Scorched earth? Get over yourselves. Labour brought openness and accountability to the business of government. All the decisions being decried now by the Tories were made publicly and unequivocally by Labour. If this is the sort of spin we are going to get from Dave and Nick's great adventure, then it's certainly nothing more than politics as usual.

Saturday, 15 May 2010

The tragic flaw of Salmond's nationalism

The SNP fought - and lost - the 2010 UK general election on a platform of "More Nats, Less Cuts". I've never been a fan of Alex Salmond, and the linguistic butchery of that phrase gave my dislike of him and his party even greater force. But the message it summarises - that the SNP will "fight for Scotland" - is even more offensive when extracted from its soundbite.

The message, which has been reprised repeatedly by Salmond in response to David Cameron's visit north, and appears to form the bulk of SNP policy for all eventualities, is that when cuts come they should not fall on Scotland. This is ludicrous. It is juvenile. It is beyond reason. It is classic SNP.

What the SNP are saying is that, when cuts in public spending are brought in to tackle our national deficit, as we know they must be, they should be made only to the services of the English, Welsh and Northern Irish. In the face of dwindling tax receipts from all parts of the UK, including Scotland, Salmond wants to take more and more for Scotland and leave less and less for the rest of our countrymen.

This for me is the tragic flaw of Salmond's populist brand of nationalism. By reducing his message down to "fighting for Scotland" he ends up being no more than a greedy beggar. And he paints us in Scotland all as greedy beggars too.

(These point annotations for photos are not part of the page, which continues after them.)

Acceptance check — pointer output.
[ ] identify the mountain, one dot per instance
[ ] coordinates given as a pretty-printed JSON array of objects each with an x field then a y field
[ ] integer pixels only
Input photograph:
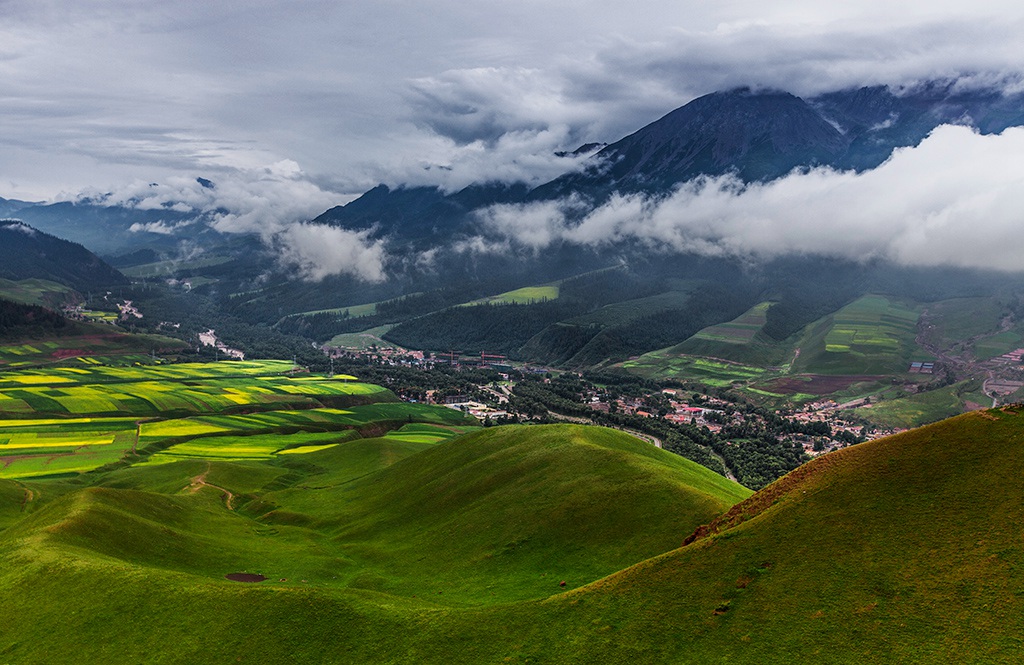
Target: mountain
[
  {"x": 755, "y": 134},
  {"x": 111, "y": 230},
  {"x": 9, "y": 206},
  {"x": 27, "y": 253}
]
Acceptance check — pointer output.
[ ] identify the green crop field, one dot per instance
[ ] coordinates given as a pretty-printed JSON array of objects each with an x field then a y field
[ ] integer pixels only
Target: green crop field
[
  {"x": 101, "y": 345},
  {"x": 524, "y": 295},
  {"x": 68, "y": 420},
  {"x": 619, "y": 314},
  {"x": 666, "y": 365},
  {"x": 924, "y": 408},
  {"x": 738, "y": 340},
  {"x": 871, "y": 335},
  {"x": 174, "y": 388},
  {"x": 41, "y": 292},
  {"x": 364, "y": 340}
]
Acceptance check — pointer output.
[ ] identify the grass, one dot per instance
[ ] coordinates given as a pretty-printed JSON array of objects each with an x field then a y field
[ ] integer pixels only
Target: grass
[
  {"x": 72, "y": 420},
  {"x": 41, "y": 292},
  {"x": 904, "y": 549},
  {"x": 90, "y": 341},
  {"x": 667, "y": 365},
  {"x": 620, "y": 314},
  {"x": 363, "y": 340},
  {"x": 524, "y": 295},
  {"x": 924, "y": 408},
  {"x": 997, "y": 344},
  {"x": 871, "y": 335},
  {"x": 164, "y": 389}
]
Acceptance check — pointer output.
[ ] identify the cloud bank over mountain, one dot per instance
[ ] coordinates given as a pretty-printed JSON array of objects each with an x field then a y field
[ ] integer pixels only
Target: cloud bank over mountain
[
  {"x": 954, "y": 200},
  {"x": 274, "y": 203},
  {"x": 444, "y": 93}
]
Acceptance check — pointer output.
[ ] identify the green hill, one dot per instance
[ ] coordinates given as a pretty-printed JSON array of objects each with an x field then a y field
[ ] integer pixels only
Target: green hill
[
  {"x": 364, "y": 542},
  {"x": 904, "y": 549}
]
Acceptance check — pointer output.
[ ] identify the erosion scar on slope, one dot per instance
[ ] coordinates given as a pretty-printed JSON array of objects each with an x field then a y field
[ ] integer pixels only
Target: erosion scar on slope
[{"x": 200, "y": 482}]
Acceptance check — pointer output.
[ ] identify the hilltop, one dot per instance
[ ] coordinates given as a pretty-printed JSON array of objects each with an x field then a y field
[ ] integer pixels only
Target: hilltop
[{"x": 899, "y": 549}]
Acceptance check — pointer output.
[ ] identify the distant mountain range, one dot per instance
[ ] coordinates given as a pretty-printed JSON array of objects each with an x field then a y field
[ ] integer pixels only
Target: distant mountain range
[
  {"x": 27, "y": 252},
  {"x": 616, "y": 300},
  {"x": 756, "y": 134}
]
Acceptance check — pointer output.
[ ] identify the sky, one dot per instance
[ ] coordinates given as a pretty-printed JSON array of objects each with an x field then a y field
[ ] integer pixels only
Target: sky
[
  {"x": 292, "y": 108},
  {"x": 327, "y": 99}
]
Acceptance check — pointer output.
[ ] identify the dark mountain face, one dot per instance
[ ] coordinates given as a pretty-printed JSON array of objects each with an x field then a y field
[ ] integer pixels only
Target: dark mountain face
[
  {"x": 9, "y": 206},
  {"x": 26, "y": 252},
  {"x": 419, "y": 214},
  {"x": 757, "y": 135},
  {"x": 114, "y": 230}
]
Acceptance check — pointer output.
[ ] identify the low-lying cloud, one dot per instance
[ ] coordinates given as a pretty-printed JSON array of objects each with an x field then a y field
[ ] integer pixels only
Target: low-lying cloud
[
  {"x": 274, "y": 202},
  {"x": 957, "y": 199},
  {"x": 317, "y": 251}
]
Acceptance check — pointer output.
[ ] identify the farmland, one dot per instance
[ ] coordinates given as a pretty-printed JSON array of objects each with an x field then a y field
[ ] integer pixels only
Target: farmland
[
  {"x": 97, "y": 344},
  {"x": 871, "y": 335},
  {"x": 70, "y": 420},
  {"x": 524, "y": 295},
  {"x": 665, "y": 365}
]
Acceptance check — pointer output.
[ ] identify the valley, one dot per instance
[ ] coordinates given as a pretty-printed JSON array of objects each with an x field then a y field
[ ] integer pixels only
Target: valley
[{"x": 742, "y": 385}]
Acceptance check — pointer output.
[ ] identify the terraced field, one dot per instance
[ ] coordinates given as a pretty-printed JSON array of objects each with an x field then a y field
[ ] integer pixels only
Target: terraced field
[
  {"x": 100, "y": 345},
  {"x": 667, "y": 365},
  {"x": 72, "y": 420},
  {"x": 871, "y": 335}
]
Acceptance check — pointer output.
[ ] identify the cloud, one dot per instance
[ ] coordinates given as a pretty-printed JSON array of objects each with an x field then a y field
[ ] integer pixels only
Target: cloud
[
  {"x": 274, "y": 202},
  {"x": 317, "y": 251},
  {"x": 953, "y": 200},
  {"x": 451, "y": 92}
]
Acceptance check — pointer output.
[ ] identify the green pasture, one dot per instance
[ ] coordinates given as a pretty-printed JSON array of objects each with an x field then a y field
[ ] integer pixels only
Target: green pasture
[
  {"x": 524, "y": 295},
  {"x": 619, "y": 314},
  {"x": 172, "y": 388},
  {"x": 897, "y": 410},
  {"x": 364, "y": 340},
  {"x": 997, "y": 344},
  {"x": 67, "y": 420},
  {"x": 664, "y": 365},
  {"x": 100, "y": 344},
  {"x": 170, "y": 267},
  {"x": 34, "y": 291},
  {"x": 739, "y": 330}
]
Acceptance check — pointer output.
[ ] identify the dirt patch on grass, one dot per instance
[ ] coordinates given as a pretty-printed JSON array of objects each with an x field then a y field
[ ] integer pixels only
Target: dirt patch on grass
[
  {"x": 70, "y": 352},
  {"x": 816, "y": 383},
  {"x": 246, "y": 577}
]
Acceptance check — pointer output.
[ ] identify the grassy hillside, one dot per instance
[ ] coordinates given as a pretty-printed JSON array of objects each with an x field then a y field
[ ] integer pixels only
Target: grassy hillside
[
  {"x": 367, "y": 545},
  {"x": 904, "y": 549},
  {"x": 739, "y": 340},
  {"x": 871, "y": 335}
]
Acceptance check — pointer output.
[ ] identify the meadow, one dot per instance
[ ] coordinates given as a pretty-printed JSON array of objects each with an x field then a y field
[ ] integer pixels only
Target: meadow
[
  {"x": 524, "y": 295},
  {"x": 545, "y": 544},
  {"x": 871, "y": 335},
  {"x": 666, "y": 364}
]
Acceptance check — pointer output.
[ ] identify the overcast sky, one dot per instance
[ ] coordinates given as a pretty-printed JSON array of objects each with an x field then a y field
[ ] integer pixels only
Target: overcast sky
[{"x": 99, "y": 94}]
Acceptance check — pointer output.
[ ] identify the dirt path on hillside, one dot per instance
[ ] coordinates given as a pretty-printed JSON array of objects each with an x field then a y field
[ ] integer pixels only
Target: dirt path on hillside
[
  {"x": 28, "y": 498},
  {"x": 728, "y": 471},
  {"x": 199, "y": 483}
]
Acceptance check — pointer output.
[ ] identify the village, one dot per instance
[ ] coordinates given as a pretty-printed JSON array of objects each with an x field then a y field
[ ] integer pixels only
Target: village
[{"x": 816, "y": 427}]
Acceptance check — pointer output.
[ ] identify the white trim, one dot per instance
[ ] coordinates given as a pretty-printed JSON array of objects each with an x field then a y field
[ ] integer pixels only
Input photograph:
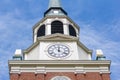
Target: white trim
[{"x": 59, "y": 66}]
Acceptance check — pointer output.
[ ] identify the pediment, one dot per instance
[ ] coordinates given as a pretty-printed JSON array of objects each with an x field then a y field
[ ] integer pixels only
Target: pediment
[{"x": 58, "y": 37}]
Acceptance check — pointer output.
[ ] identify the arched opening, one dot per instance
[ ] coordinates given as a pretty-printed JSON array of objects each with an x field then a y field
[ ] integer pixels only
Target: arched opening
[
  {"x": 72, "y": 31},
  {"x": 41, "y": 31},
  {"x": 56, "y": 27}
]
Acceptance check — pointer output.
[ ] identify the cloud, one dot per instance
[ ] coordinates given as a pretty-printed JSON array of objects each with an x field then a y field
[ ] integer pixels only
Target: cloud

Scots voted overwhelmingly last week to reject Salmond's message, and his failed Scottish Government, and placed their trust in a Labour party which has principles, not self-interest, at its heart. One of the reasons we saw such big swings towards Labour in Scotland is that people know that when times get tough it's far more important to be fair and equitable than to be greedy and isolationist.

Next year we'll have the chance to kick them out of power altogether, and I have no doubt we'll take it. Scotland is not taken in by nationalist protectionism. Scotland has demonstrated that it believes in fairness. With apologies for compounding the sins against grammar: "Less Nats, Thank Goodness".